Aggressione allo stadio San Nicola, ai domiciliari «il bomber» Silvio Sisto

L'uomo aveva aggredito una famiglia che non voleva abbandonare l'impianto durante uno sciopero dei tifosi

giovedì 2 aprile 2026 17.56
A cura di Nicola Miccione
A maggio 2025 dello scorso anno aveva aggredito un uomo e i suoi due figli che non volevano lasciare lo stadio San Nicola durante uno sciopero del tifo. Ma a novembre 2024 aveva anche aggredito un geometra di una ditta appaltatrice di Arca Puglia per costringerlo ad effettuare lavori non dovuti in un appartamento.

È per questo che il giudice per le indagini preliminari del Tribunale di Bari, Chiara Maglio, ha disposto gli arresti domiciliari con il braccialetto elettronico per Silvio Sisto, 36 anni, «Il bomber», e per suo cognato Marco D'Asta, 28 anni: per il primo il procuratore aggiunto Ciro Angelillis aveva invocato il carcere. Per Ivan D'Asta, 22 anni, è stato disposto l'obbligo di presentazione all'autorità giudiziaria.
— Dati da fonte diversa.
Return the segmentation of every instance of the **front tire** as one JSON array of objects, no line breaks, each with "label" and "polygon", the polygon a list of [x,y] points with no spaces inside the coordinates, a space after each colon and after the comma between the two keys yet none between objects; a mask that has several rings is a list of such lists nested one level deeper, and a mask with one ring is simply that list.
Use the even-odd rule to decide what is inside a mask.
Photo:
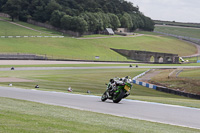
[{"label": "front tire", "polygon": [[122,98],[124,97],[124,95],[125,95],[125,92],[123,90],[120,90],[119,93],[114,94],[113,102],[114,103],[120,102],[122,100]]}]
L'accusa ipotizza a vario titolo cinque ipotesi di lesioni e violenze a pubblico ufficiale.

Il 14 novembre Sisto, sua sorella, e i due D'Asta avrebbero aggredito un tecnico che era stato inviato dall'Arca per effettuare un sopralluogo in casa dei genitori di D'Asta, suoceri di Noemi, sorella di Sisto: pretendevano che la ditta provvedesse immediatamente a effettuare i lavori di riparazione per una infiltrazione d'acqua, e per questo l'uomo è stato malmenato e infine spinto per le scale da Sisto, da D'Asta e da suo fratello Ivan: il geometra ha riportato un trauma cranico facciale.

Il geometra dell'impresa, è scritto le provvedimento, era salito per un sopralluogo sul terrazzo dell'immobile dove «constatava la presenza di una pozzanghera sul varco di scolo» provando a spiegare che avrebbe riferito della problematica, ma i due D'Asta lo avrebbero minacciato. Capendo il pericolo, il geometra ha tentato di scappare, ma in quel momento è arrivato Sisto che «lo colpiva al volto con uno schiaffo, afferrandolo dal cappuccio della felpa, facendolo cadere dalle scale».
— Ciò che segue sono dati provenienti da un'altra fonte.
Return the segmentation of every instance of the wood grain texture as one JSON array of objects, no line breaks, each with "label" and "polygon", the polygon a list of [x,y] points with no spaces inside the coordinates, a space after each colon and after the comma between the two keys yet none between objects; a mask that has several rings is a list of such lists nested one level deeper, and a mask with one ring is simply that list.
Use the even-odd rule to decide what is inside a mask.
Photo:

Poi l'episodio del 4 maggio 2025, in occasione della gara Bari-Pisa al San Nicola, per cui erano stati emessi alcuni Daspo fino ad 8 anni. Sisto è stato immortalato in un video diventato virale mentre insieme ad altre persone «invitava» gli spettatori ad abbandonare la curva e aggrediva un uomo e i suoi due figli (uno dei quali appena 12enne). Alcuni dei colpi di Sisto hanno raggiunto la moglie dell'uomo, che era intervenuta per difendere il marito. Gli aggrediti hanno presentato querela.
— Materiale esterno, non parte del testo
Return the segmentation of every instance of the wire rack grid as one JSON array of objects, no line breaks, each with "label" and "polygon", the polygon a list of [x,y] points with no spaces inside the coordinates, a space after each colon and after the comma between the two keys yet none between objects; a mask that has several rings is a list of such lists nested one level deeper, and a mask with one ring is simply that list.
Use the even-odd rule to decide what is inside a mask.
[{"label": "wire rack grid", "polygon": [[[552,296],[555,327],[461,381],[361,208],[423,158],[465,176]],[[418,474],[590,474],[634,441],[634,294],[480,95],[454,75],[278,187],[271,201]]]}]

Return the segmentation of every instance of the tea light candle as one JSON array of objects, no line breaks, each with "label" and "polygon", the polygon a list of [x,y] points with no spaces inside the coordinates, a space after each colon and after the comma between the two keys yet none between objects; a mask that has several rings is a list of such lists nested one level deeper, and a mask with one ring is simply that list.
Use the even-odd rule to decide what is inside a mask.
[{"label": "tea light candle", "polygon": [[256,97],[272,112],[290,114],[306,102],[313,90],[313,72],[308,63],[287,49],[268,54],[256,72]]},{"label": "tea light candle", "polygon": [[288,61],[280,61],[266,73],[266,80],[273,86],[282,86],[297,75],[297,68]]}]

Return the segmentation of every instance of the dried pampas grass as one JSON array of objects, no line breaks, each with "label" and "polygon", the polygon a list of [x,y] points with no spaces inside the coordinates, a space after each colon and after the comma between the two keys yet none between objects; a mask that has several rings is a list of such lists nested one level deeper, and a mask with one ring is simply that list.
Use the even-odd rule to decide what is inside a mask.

Nel fascicolo sono indagati anche Noemi Sisto, 31 anni, e Tommaso Favia, 26 anni, tutti di Bari: la prima per aver partecipato all'aggressione contro il geometra dell'Arca, Favia invece è accusato di aver partecipato alla spedizione punitiva al San Nicola, ma il giudice ha rilevato che nessuna delle vittime lo ha riconosciuto.